Decoding the African COVID-19 Paradox

Medical HumanitiesPandemic Sciences InstituteAfOx Lunchtime Seminar

 

On Wednesday 27 March 2024, over 100 participants attended an online lunchtime seminar given by Dr Tolulope Osayomi, discussing his research into the nature of Covid-19 in Africa and its interpretation by epidemiologists as well as the media.  Chaired by Professor David Eyre (BDI) and Professor Erica Charters (Medical Humanities), the seminar was co-hosted by Medical Humanities, the Pandemic Sciences Institute, and the Africa Oxford Initiative.  Dr Osayomi is a Senior Lecturer in the Department of Geography at the University of Ibadan, Nigeria, where his research focuses on spatial epidemiology, global health, and the geography of pandemics.  From 2020 to 2021, he led the Covid-19 Mapping Lab at the University of Ibadan’s Department of Geography.  For the academic year 2023-2024, Dr Osayomi is an AfOx Visiting Fellow at the University of Oxford, and will be based in Oxford for Trinity Term 2024 to conduct further research into the pattern of Covid-19 in Africa, as well as media coverage and types of explanations for Covid-19’s distinctive rates and symptoms in most regions of Africa.

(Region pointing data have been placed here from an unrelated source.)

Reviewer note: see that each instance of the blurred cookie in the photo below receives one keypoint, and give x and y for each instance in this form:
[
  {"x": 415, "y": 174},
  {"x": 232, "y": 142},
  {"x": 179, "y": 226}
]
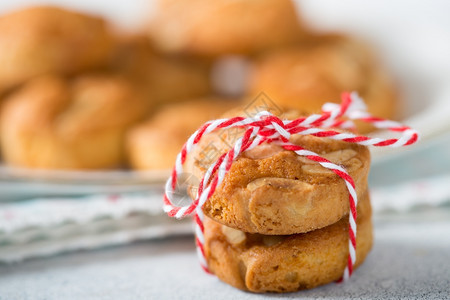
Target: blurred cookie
[
  {"x": 307, "y": 76},
  {"x": 267, "y": 263},
  {"x": 45, "y": 39},
  {"x": 163, "y": 78},
  {"x": 307, "y": 195},
  {"x": 54, "y": 123},
  {"x": 224, "y": 27},
  {"x": 155, "y": 143}
]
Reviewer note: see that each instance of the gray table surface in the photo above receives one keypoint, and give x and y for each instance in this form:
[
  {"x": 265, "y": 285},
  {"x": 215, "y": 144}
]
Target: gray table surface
[{"x": 410, "y": 259}]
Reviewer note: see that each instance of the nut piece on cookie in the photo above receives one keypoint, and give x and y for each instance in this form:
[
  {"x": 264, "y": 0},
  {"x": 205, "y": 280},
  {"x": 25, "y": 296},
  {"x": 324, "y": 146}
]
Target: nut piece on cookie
[
  {"x": 272, "y": 191},
  {"x": 267, "y": 263}
]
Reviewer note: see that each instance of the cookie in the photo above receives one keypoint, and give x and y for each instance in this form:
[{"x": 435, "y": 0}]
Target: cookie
[
  {"x": 221, "y": 27},
  {"x": 269, "y": 190},
  {"x": 155, "y": 143},
  {"x": 306, "y": 76},
  {"x": 45, "y": 39},
  {"x": 56, "y": 123},
  {"x": 267, "y": 263},
  {"x": 162, "y": 78}
]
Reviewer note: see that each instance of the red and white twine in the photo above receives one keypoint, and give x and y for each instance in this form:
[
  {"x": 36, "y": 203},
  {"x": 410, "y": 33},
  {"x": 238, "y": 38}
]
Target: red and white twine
[{"x": 267, "y": 128}]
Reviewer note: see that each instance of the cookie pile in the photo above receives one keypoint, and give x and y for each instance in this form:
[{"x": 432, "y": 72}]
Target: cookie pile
[
  {"x": 77, "y": 93},
  {"x": 279, "y": 222}
]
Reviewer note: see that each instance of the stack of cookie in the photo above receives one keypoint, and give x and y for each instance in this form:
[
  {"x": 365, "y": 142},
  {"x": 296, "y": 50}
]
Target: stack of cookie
[{"x": 279, "y": 222}]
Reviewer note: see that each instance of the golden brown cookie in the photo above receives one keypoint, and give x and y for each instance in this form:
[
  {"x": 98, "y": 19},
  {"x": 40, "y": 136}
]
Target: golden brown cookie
[
  {"x": 42, "y": 40},
  {"x": 265, "y": 263},
  {"x": 155, "y": 143},
  {"x": 307, "y": 76},
  {"x": 269, "y": 190},
  {"x": 224, "y": 27},
  {"x": 54, "y": 123},
  {"x": 163, "y": 78}
]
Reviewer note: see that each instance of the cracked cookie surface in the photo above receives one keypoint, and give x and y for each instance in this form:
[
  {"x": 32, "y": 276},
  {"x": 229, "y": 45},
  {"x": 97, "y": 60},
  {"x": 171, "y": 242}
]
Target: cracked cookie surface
[{"x": 267, "y": 263}]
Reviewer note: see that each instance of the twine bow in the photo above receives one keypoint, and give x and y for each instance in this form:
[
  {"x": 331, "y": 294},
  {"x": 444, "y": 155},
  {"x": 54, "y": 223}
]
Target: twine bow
[{"x": 267, "y": 128}]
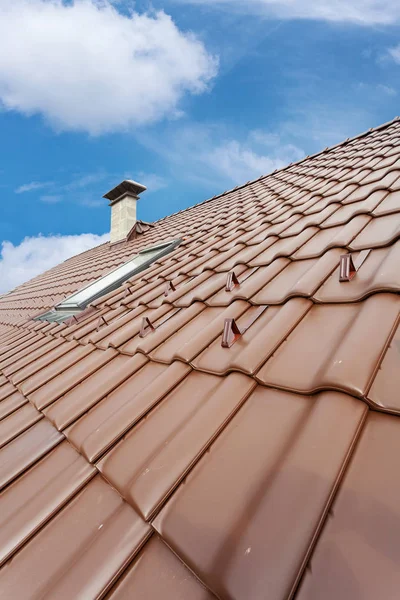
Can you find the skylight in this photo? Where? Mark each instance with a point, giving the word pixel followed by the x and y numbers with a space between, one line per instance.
pixel 80 300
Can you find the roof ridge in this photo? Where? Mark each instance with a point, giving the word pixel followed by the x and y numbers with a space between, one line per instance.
pixel 297 162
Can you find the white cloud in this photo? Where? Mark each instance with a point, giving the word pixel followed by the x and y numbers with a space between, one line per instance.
pixel 86 66
pixel 240 162
pixel 34 185
pixel 387 89
pixel 395 53
pixel 51 199
pixel 35 255
pixel 209 156
pixel 152 181
pixel 360 12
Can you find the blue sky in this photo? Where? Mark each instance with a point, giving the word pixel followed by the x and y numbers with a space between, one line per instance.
pixel 189 97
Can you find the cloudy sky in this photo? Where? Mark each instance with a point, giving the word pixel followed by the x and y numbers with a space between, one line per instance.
pixel 189 97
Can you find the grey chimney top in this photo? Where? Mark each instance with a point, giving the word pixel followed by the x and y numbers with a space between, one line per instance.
pixel 128 186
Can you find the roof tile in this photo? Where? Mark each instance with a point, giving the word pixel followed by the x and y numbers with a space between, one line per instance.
pixel 279 481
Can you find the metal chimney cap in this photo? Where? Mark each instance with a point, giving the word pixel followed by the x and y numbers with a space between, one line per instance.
pixel 126 187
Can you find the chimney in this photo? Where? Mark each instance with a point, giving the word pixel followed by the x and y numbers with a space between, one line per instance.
pixel 123 200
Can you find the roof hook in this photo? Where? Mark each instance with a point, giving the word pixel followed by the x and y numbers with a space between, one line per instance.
pixel 349 266
pixel 232 281
pixel 232 332
pixel 169 288
pixel 146 327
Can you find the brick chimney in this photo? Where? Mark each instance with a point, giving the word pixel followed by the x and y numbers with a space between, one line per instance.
pixel 123 200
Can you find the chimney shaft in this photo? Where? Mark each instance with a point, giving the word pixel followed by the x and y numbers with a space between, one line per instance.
pixel 123 200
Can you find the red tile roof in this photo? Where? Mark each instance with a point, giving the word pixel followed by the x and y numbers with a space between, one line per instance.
pixel 141 463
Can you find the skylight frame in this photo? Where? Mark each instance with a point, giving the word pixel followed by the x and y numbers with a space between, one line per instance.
pixel 71 306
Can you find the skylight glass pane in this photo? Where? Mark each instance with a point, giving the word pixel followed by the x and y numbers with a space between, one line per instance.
pixel 117 277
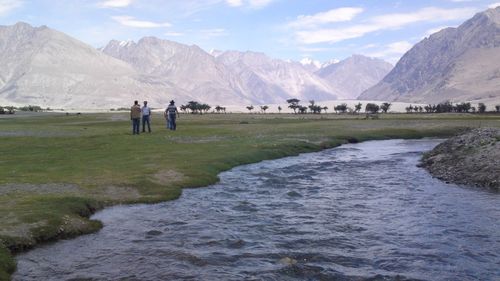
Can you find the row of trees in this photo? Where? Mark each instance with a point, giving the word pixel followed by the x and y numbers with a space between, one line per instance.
pixel 341 108
pixel 195 107
pixel 13 109
pixel 447 107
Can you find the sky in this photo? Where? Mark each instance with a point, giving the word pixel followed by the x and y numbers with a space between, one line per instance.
pixel 321 30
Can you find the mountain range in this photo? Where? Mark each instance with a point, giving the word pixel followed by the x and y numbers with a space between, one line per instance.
pixel 42 66
pixel 455 64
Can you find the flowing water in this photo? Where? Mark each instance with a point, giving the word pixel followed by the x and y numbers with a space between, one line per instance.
pixel 358 212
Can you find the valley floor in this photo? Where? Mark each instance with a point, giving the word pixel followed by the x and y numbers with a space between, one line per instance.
pixel 57 169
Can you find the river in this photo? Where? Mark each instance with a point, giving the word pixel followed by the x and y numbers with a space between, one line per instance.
pixel 357 212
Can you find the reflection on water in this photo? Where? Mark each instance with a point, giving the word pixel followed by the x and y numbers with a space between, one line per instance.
pixel 357 212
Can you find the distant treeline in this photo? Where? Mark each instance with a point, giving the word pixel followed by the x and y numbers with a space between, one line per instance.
pixel 30 108
pixel 447 107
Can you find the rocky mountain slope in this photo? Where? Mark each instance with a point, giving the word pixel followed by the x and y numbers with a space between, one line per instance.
pixel 46 67
pixel 455 64
pixel 471 158
pixel 355 74
pixel 41 66
pixel 275 80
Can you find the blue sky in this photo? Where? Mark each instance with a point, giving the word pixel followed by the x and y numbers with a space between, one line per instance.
pixel 287 29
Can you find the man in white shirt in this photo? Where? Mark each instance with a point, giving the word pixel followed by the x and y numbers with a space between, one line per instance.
pixel 146 117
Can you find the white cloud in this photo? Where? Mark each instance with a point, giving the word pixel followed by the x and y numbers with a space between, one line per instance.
pixel 174 34
pixel 391 52
pixel 132 22
pixel 234 3
pixel 254 4
pixel 331 16
pixel 8 5
pixel 115 3
pixel 383 22
pixel 259 3
pixel 214 32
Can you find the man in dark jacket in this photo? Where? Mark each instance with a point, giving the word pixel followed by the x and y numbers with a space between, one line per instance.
pixel 135 116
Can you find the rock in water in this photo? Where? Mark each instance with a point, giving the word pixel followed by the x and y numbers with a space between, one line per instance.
pixel 471 158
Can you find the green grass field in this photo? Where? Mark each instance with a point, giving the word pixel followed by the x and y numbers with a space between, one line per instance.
pixel 56 170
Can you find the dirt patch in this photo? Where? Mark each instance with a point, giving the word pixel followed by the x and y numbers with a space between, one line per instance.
pixel 118 193
pixel 52 188
pixel 208 139
pixel 165 177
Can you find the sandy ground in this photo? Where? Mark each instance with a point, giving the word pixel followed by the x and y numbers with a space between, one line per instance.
pixel 396 107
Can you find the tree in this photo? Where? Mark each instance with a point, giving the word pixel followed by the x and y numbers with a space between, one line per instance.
pixel 481 107
pixel 429 108
pixel 314 108
pixel 342 108
pixel 357 107
pixel 204 108
pixel 385 106
pixel 293 104
pixel 372 108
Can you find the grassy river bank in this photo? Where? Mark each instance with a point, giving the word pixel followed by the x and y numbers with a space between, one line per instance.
pixel 57 170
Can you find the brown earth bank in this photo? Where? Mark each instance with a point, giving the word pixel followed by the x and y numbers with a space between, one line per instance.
pixel 470 158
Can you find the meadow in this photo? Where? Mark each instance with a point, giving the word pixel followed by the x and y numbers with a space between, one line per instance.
pixel 58 169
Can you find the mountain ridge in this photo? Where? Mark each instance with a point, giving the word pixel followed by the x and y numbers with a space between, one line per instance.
pixel 49 68
pixel 455 64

In his seminar, Dr Osayomi highlighted the contrast between early speculations that Africa would be deeply affected by Covid-19, instead pointing to low morbidity and mortality rates.  As he and other scholars have noted, this phenomenon has been termed ‘the African COVID-19 paradox’ (Osayomi et al., 2021).  Various explanations were discussed and analysed, whether geographic, political, cultural, environmental, or demographic – or even the ‘late-onset advantage’ of when the infection reached Africa.  More generally, Dr Osayomi also outlined how this phenomenon has been framed and interpreted, including the controversial ‘Poverty-as-a-Vaccine’ hypothesis, which suggested that endemic poverty in Africa conferred immunity against the virus.  Although Dr Osayomi’s research is ongoing, with more seminars and workshop to be held in Trinity Term 2024, his presentation generated a lively question-and-answer discussion on both the nature of Covid-19 as well as on how ‘Africa’ is interpreted and portrayed, both medically and culturally, demonstrating the crucial importance of interdisciplinary research to properly understand health.